Jean-François Buet©DR Fnaim

 

L’Assemblée nationale vient d’adopter en deuxième lecture les modalités de la GUL dans une forme édulcorée par rapport au projet initial. Qu’en pensez-vous ?
La garantie universelle des loyers, une des principales mesures du projet de loi Alur (Accès au logement et urbanisme rénové) soutenu par Cécile Duflot, ministre de l’Egalité des territoires et du logement, a effectivement évolué en seconde lecture du texte par l’Assemblée nationale.
L’avancée majeure est qu’elle ne sera plus universelle, c’est-à-dire qu’elle ne sera plus obligatoire dans la mesure où les propriétaires pourront lui préférer le cautionnement d’un parent proche ou un système assurantiel privé. C’est essentiel. Je le défends depuis le début de l’ouverture des débats car le droit de propriété, c’est aussi celui de choisir de s’assurer ou pas, et, par principe, lorsqu’un régime d’assurance est rendu obligatoire, la connaissance du risque assuré engendre toujours des abus et un risque de déresponsabilisation.
Pour autant, dans sa nouvelle rédaction, la GUL, qui prend la forme d’une «aide» n’est pas parfaite :
- on ne lève pas ce risque de déresponsabilisation car les locataires seront informés par l’agence de la garantie universelle des loyers du choix de leurs bailleurs ;
- elle couvrira les locataires jusqu’à un taux d’effort de 50 % : ce rapport entre le loyer et les revenus du locataire est considéré comme insupportable lorsqu’il excède 40 % des revenus. Porter ce taux d’effort à 50 % est irresponsable et dangereux pour la santé financière du dispositif. Nous avons un précédent avec la GRL qui est un véritable échec ;
- elle couvrira les loyers et les charges locatives impayés à l’exclusion des dégradations locatives. Cette exclusion est une entrave au développement du dispositif car les propriétaires ne disposeront que du dépôt de garantie, limité à un mois de loyer hors charges, pour remettre leurs logements en état. Pour y parer, j’ai proposé au ministre une assurance «tous risques» pour le locataire en remplacement du dépôt de garantie pour couvrir ses dégradations locatives mais aussi les aléas de la vie, assorti d’un mécanisme de bonus/malus pour récompenser les locataires qui ne mettent pas en œuvre cette assurance. Cette solution présente un double avantage : éviter au locataire de débourser la trésorerie nécessaire à la constitution du dépôt de garantie et rassurer le propriétaire sur le risque d’endommagement du logement loué.
D’autre part, pour l’heure, de nombreuses précisions sur le fonctionnement de la GUL sont encore renvoyées à des décrets à paraître : le montant de l’aide sera plafonné ; le montant représentatif des charges locatives sera plafonné ; une franchise sera édictée… Cela entretient encore un flou sur l’économie générale de ce dispositif. 
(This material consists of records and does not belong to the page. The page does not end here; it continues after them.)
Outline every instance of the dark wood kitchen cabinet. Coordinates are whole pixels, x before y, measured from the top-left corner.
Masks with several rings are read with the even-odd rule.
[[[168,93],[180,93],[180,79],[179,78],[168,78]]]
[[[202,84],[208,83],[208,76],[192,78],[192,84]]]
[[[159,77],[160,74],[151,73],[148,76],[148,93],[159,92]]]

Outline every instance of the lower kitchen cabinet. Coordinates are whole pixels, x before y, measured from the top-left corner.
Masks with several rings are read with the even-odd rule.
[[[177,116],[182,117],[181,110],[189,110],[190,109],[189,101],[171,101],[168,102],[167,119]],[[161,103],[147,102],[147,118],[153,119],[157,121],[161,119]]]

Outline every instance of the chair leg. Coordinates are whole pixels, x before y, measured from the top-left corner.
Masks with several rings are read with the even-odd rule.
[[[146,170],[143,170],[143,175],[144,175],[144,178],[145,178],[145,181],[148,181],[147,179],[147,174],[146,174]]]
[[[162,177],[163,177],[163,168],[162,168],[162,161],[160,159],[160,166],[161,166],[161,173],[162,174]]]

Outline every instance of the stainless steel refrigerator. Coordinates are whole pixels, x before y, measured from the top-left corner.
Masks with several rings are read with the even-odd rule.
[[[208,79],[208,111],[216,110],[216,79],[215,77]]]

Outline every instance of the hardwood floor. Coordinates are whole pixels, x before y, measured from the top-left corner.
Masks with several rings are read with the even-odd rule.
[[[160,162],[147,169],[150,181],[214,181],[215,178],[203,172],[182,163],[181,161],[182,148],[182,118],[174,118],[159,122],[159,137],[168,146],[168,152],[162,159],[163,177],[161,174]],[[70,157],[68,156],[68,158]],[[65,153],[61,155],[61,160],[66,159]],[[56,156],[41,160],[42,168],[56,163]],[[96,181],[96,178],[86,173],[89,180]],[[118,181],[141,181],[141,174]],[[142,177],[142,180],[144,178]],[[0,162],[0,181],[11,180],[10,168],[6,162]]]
Le texte en discussion actuellement parait confirmer une augmentation sensible des tâches dévolues aux syndics. Selon vous, doit-on s’attendre à une augmentation inéluctable des honoraires de ces professionnels ?
C’est une évidence ! Connaissez-vous une profession, règlementée qui plus est, qui soit tenue par le pouvoir législatif de fournir plus de prestations sans contrepartie financière ?
Chaque cabinet adoptera la politique tarifaire qui lui conviendra pour faire face à l’accroissement des risques de mise en cause de sa responsabilité civile professionnelle et à l’augmentation de la charge de travail que représentera l’accroissement des tâches dévolues aux syndics professionnels. A ce titre, la loi Alur imposera que nos salariés soient plus compétents, plus formés, et nous devrons les rémunérer à leur juste valeur.
Je rappelle que les syndics seront tenus à de nouvelles missions telles que notamment d’immatriculer les syndicats de copropriété, d’établir une fiche synthétique regroupant les données financières et techniques de la copropriété, d’ouvrir et de gérer autant de comptes séparés que de copropriétés gérées, même chose pour le dépôt des fonds de travaux obligatoires pour les copropriétés d’au moins dix lots, de mettre en place un extranet copropriété …

Comment percevez-vous la volonté du gouvernement de définir le contenu des contrats de syndic par décret ?
Comme une mesure de défiance, mais essentiellement comme une entrave à la liberté d’entreprendre. La vocation de toute entreprise prestataire de services est bien de proposer des services. Nos clients, consommateurs de ces services en sont de plus en plus demandeurs et prêts à en payer le juste prix dès lors qu’il s’agit de répondre à une demande ou à un besoin. En fixant le contenu d’un contrat de syndic par décret, je crains que le gouvernement entrave ce principe de libre prestation de services ainsi que les besoins de nos clients face aux évolutions technologiques notamment.

Foncia, premier opérateur de l’administration de biens, comptant en France, plus 600 agences en propre et plus de 100 en franchise, vient d’annoncer son retrait de la Fnaim. Comment réagissez-vous à ce départ ?
Sur les 600 agences dont vous faites état, 500 étaient adhérentes de la Fnaim et celles des 100 franchisées qui sont adhérentes, elles choisiront de rester Fnaim ou de nous quitter.
Face à la décision du Président de Foncia, j’ai une conviction, et elle ne variera pas : la profession est une et indivisible. Les groupes, les réseaux et les entreprises familiales et artisanales exercent les mêmes métiers, pour les mêmes clients, avec les mêmes règles. Face aux pouvoirs publics, face à l’opinion, notre légitimité tient à notre représentativité. Seul un syndicat rassembleur peut être entendu, et la Fnaim le démontre au cours de l’examen du projet de loi Alur. J’ai eu à souci, depuis le début de mon mandat, de fédérer inlassablement, jusqu’à associer à mes expressions publiques l’Unis, mais aussi des enseignes nationales.
Je déplore que le choix singulier de Foncia fasse courir le risque à la profession de paraître désunie. Le président de Foncia a pris là une lourde responsabilité, dont il sera comptable face à ses confrères. Au demeurant, cette décision choque la communauté immobilière, qui y voit un geste attentatoire à la solidarité professionnelle. Elle semblera, aux yeux des décideurs politiques, relever d’une logique personnelle, plutôt que de ressortir d’une stratégie à proprement parler.